BIOGRAFI SINGKAT PRAMOEDYA ANANTA TOER



Pramoedya Ananta Toer lahir pada 6 Februari 1925 di Kampung Jetis, Blora Jawa Tengah sebagai anak sulung dari Sembilan bersaudara.  Ayahnya bernama Mastoer, seorang guru dan ibunya bernama Oemi Saidah, seorang ibu rumah tangga.  Sewaktu kecil, Pram sudah terlihat sebagai anak yang pintar mengumpulkan teman-temannya, banyak akal dan berani mencoba apapun dalam segala hal.  Namun, masa kecilnya juga tertindas oleh perlakuan ayahnya yang terlalu keras dan berdisiplin tinggi.  Rasa tertekan, terkucilkan, tertindas, dan minder yang akut akhirnya mendorong Pram untuk menulis.
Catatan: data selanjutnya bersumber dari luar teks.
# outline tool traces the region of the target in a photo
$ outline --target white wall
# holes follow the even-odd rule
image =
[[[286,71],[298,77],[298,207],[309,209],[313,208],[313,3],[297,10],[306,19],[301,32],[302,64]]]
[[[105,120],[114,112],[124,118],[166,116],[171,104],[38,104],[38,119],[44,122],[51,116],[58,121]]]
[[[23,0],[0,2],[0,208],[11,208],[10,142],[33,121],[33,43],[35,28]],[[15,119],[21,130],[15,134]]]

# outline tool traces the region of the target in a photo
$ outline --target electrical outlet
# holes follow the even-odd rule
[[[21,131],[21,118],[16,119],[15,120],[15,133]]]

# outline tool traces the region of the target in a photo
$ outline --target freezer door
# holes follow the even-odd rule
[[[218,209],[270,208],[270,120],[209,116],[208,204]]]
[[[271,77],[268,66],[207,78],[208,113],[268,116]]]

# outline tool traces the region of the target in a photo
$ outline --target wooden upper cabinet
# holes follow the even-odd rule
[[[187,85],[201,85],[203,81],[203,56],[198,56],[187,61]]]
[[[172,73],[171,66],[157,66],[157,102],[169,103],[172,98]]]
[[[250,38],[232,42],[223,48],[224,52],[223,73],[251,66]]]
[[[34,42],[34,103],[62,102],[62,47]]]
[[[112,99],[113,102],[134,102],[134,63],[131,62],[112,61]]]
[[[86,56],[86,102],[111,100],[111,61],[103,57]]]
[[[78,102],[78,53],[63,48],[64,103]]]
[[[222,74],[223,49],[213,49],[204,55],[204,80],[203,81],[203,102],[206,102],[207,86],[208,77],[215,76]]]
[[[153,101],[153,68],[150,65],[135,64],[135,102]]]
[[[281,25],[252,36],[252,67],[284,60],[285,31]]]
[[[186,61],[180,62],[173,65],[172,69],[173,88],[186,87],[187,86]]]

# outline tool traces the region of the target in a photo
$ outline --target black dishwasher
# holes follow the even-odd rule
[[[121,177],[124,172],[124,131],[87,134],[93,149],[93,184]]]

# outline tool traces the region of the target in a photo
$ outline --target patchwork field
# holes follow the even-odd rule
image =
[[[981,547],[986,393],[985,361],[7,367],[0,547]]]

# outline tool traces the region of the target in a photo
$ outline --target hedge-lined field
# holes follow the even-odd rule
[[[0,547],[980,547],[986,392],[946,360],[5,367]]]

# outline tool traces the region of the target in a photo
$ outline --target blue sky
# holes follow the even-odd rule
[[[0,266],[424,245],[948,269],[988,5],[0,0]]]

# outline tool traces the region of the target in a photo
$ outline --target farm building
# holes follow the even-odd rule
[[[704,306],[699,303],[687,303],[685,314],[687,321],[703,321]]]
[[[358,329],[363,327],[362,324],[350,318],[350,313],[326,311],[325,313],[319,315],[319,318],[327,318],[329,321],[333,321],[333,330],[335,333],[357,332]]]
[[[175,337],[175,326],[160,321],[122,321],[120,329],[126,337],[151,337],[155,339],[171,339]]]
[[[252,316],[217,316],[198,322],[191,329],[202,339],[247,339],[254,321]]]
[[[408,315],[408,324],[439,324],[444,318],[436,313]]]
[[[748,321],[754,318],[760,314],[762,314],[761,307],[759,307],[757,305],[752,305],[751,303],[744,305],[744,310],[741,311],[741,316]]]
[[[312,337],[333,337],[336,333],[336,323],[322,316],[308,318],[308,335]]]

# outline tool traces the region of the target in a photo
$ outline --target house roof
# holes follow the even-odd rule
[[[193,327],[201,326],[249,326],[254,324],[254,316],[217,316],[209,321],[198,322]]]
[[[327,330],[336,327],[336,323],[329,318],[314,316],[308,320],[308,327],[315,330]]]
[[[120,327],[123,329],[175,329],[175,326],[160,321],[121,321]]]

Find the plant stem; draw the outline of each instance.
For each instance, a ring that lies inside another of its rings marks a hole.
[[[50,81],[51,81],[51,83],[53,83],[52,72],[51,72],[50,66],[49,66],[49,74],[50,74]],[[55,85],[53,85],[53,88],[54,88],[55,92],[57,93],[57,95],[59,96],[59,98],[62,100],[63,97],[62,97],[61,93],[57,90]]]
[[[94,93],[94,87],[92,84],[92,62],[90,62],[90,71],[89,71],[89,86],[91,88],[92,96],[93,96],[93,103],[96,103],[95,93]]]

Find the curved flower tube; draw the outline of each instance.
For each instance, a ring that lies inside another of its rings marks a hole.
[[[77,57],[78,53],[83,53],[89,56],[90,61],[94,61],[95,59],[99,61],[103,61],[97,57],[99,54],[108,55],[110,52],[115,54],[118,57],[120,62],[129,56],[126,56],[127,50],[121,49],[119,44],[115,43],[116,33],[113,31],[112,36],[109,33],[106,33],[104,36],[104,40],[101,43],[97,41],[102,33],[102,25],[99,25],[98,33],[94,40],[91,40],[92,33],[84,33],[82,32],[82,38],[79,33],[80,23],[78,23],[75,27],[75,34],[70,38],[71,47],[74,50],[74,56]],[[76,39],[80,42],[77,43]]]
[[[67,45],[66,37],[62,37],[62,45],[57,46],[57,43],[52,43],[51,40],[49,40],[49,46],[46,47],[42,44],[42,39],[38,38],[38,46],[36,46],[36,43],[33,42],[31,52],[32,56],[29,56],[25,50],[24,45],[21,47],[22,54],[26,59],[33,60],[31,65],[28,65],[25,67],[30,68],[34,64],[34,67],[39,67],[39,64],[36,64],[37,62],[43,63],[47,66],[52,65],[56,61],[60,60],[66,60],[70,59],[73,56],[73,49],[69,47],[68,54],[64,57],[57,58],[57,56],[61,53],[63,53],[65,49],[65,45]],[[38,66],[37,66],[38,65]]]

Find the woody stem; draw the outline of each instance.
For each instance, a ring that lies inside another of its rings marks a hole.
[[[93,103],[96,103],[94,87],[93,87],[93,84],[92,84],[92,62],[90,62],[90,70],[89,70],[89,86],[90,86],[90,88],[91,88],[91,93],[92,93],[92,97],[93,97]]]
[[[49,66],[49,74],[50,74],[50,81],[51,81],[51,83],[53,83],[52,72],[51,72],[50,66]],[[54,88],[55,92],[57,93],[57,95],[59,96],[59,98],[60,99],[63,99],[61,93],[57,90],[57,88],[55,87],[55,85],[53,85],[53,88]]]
Pram memulai pendidikannya di SD Blora.  Namun ia pernah tiga kali tidak naik kelas sehingga membuat ayahnya malu dan mengatakannya sebagai anak yang bodoh.  Ayahnya tidak mau menyekolahkannya lebih lanjut ke jenjang yang lebih tinggi.  Akhirnya ibunya lah yang menyekolahkan dan membiayai Pram untuk melanjutkan pendidikan ke sekolah telegraf (Radio Vackschool) Surabaya tanpa sertifikat karena kedatangan Jepang.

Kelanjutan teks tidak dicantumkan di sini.